Le projet Bois-Franc présente plusieurs avantages, comparé aux autres projets de prolongement du métro proposés dans le passé, car le tunnel du métro ne s’arrête pas à la station Côte-Vertu. Il se prolonge sous la forme d’un garage sous-terrain actuellement en construction, un projet titanesque de 439 millions de $ mené par la STM, qui devrait être achevé en septembre. Il ne reste donc que 2,3 km de tunnel à creuser des 3,5 km séparant la station Côte-Vertu à la future station Bois-Franc.D’autre part, le prolongement permet une interconnexion avec la future station du REM, dont le chantier a commencé il y a quelques semaines et qui devrait rouvrir en 2020.

Construction de la station Bois-Franc (Photo : jdv – Philippe Rachiele)

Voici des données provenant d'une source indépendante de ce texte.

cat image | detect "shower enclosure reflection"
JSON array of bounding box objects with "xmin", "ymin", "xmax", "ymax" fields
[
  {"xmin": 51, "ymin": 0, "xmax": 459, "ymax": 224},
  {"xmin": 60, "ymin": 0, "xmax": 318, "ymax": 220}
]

Cette gare comprend 742 places de stationnement automobile et 21 places de stationnement vélo. Elle est desservie par les lignes de bus 64, 126, 164, 170, 171, 215, 263, 468, 964 de la STM et les lignes 55, 144, 151 et 902 de la STL.Le prolongement permettrait de désengorger le tronçon est de la ligne orange, qui est saturée depuis des années, ainsi que le réseau routier dans le secteur Décarie, où passent 360 000 véhicules par jour et où 25% des déplacements proviennent d’un rayon de 7 km ou moins, selon une présentation du Service de l’urbanisme de Montréal datant de février.Enfin, le prolongement permettrait de desservir l’un des secteurs les plus pauvres de l’arrondissement. De fait, le quartier comprend la RUI Laurentien-Grenet, où habite un citoyen de Cartierville sur cinq, soit 11 000 habitants sur 1 km carré, une des densités les plus élevées au pays.La plus grande part du territoire de la RUI s’étend le long de la ligne du futur REM, entre les boulevards O’Brien, Lachapelle et Salaberry, et les rues Saint-Évariste et Michel-Sarrazin.Selon le CLIC de Bordeaux-Cartierville, ce secteur compte une majorité d’immigrants (65% des résidants sont nés hors du Canada) et 58% des ménages sont à faible revenu. Les jeunes et les familles monoparentales (38,6% des ménages) sont surreprésentés comparativement à la moyenne de Montréal ou de l’arrondissement. Le territoire est surtout composé d’immeubles à appartements multiples, dont plusieurs sont dans un état de détérioration avancé, voire insalubres.Le coût du prolongement n’a toutefois pas été estimé par les autorités. Mais le prolongement du métro vers Laval en 2007 avait coûté 154 millions du kilomètre, et celui de la ligne bleue vers Anjou est estimé à 1,4 milliard du kilomètre (cette dernière faisant débat).

Ça ne date pas d’hier

Le prolongement de la ligne orange vers Cartierville remonte aux années 1970. À l’époque, on envisageait que le métro se rende jusqu’au bouevard Gouin, dans le secteur des rues Lachapelle ou Grenet.Dans les années 2000, le maire déchu de Laval, Gilles Vaillancourt, fort d’avoir attiré le métro dans sa ville, s’est fait le promoteur d’un prolongement de la ligne orange à l’ouest, pour la compléter en une boucle se prolongeant sur le territoire de l’île Jésus jusqu’au Carrefour Laval.En 2013, ce projet de 11 km de tunnels comprenant sept stations, y compris celle du boulevard Gouin, avait été évalué à quatre milliards de dollars.Petit clin d’œil à l’histoire, le prolongement du métro vers Gouin reprend le tracé du train de banlieue électrique du CN, implanté à la fin de la Première Guerre mondiale, en 1918, et qui a été abandonné en 1982. La gare de Cartierville, rebaptisée Val-Royal dans les années 1920, se branchait à la ligne de train de banlieue Deux-Montagnes/Gare Centrale (future ligne du REM). Jusqu’en 1959, l’ancienne ligne de tramway 17 empruntait aussi le même itinéraire, entre Dudemaine et Gouin, où se situait son terminus nord.

L’effet de la Covid-19

En attendant que les gens reprennent confiance au transport collectif, la Covid-19 affecte lourdement les finances des sociétés de transport en commun de la région métropolitaine, qui sont aux prises avec une baisse de leur achalandage de 90% depuis le début du confinement. La STM parle d’une baisse de 75% à bord de ses autobus et de 80% pour le métro à l’heure de pointe.L’ARTM estime à 165 millions les pertes de revenus des sociétés de transport de la région de Montréal, liées à la Covid-19, pour les mois de mars à mai. Le 18 juin, l’agence prévoyait devoir composer avec un déficit de 500 millions pour 2020. Elle n’a pas été en mesure de nous livrer les chiffres précis pour la STM ou pour l’arrondissement.